Nancy Edmonds Hanson
Aaron Olson says the decision to move Mick’s Scuba, Moorhead’s venerable dive shop, was out of his hands. So was the mandate to close its doors shortly after he was ready to open on First Avenue North. But now – major road construction and worldwide pandemic aside – he is back in the water again.
“The city bought out our original location at 421 21st Street South as part of the 20/21st Street underpass project,” he explains. Established some 35 years ago by Mike Knorr, Aaron had bought the shop from its next owner, Duane Kashmark, two years ago … when it found itself smack in the middle of the biggest construction project in Moorhead’s history.
He and wife Julie had more than a year to find a new spot for their shop, which rents, sells and maintains all kinds of scuba diving equipment. They chose the new business condominiums north of the railroad tracks west of Kovash Marine. They made the move late last winter and had just reopened on March 1 when Aaron says he “had a funny feeling that something was going to happen.”
It did. On the weekend of his first dive class, Gov. Tim Walz announced the emergency order to close businesses and hunker down to thwart spread of Covid-19.
“We were going in the water at the Concordia College pool at 8 p.m.

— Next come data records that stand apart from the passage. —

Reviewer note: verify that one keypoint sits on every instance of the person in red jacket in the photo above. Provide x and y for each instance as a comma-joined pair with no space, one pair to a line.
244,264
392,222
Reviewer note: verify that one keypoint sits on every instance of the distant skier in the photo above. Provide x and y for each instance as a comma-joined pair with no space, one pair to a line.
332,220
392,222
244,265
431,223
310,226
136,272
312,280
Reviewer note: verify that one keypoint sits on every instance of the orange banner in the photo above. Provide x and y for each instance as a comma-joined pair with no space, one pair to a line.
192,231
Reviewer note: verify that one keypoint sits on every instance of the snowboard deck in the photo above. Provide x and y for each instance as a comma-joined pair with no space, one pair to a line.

I got the call that they were closed at 6,” he remembers. He and his instructors scrambled and managed to carry the class off without a hitch, moving it to the pool at Mayville State University in North Dakota. An open dive this weekend at Long Lake in Clearwater County marks their return to the Minnesota side of the border.
Aaron, who grew up on a farm near Plaza, North Dakota, discovered the allure of diving when he came to Fargo to attend North Dakota State University. “I saw Mick’s sign, and I was interested,” he recalls. “As soon as I jumped in the water, that was it. I loved it!”

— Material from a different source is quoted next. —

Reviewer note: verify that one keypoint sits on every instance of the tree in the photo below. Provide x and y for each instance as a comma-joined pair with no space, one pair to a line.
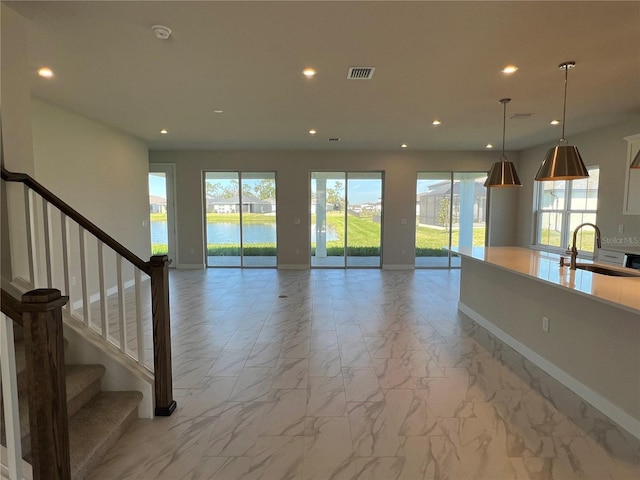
214,189
335,195
265,189
444,210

After completing a degree in communication at Northwest Technical College in Wadena, Minnesota, he returned to northwestern North Dakota to work for the local telephone company. Eight years later, he came back to marry his college sweetheart, rekindling his love of diving along the way.
He went on to get the whole list of diving certifications overseen by PADI, the Professional Association of Diving Instructors — open water, advanced and rescue diving and more, as well as “dive master” and assistant instructor. He became a full-fledged instructor after passing testing administered by PADI.
Today Aaron is one of half a dozen instructors who train scuba enthusiasts at Mick’s, including both Knorr and Kashmark. His wife Julie – who prefers staying on dry land – handles the shop from 10:30 a.m. to 5:30 p.m. Monday through Wednesday and Friday. Aaron himself arrives at about 4:30 on those days after completing his daily assignments for his full-time employer, Red River Communications in Abercrombie, North Dakota, then spends the evening doing repairs and annual maintenance on his customers’ diving equipment. He’s always on hand there and open on Thursday evenings, when diving enthusiasts are getting ready for their weekends in deep water.
The pandemic has led to some changes in their routine – sanitizing rental equipment from top to bottom with bleach and letting it dry before another diver touches it. “We always cleaned anyway, but now we take extra precautions,” he notes. Classes now have half as many students per instructor. Divers are encouraged to keep their snorkels on and keep their distance. “Everything I’ve read said you’re safe when you’re under the water,” Aaron points out. “It’s your time out of the water you need to worry about.
“Once I used to think this would be a great retirement job,” he remembers. “Now I still think it will be – but it’s also great now.
“Once you learn to dive, you’re in for life. There’s so much more to do on vacation that sit on the beach. Dunk your head in the water once, and you’re hooked … the colors, the fish, the currents. It’s always changing.”
He adds, “It’s fun to see someone’s reaction when they first breathe underwater. It’s an incredible feeling. You just don’t see someone jump in for the first time, then get out and say, ‘That’s not for me.’ I’ve never heard that – not even once.”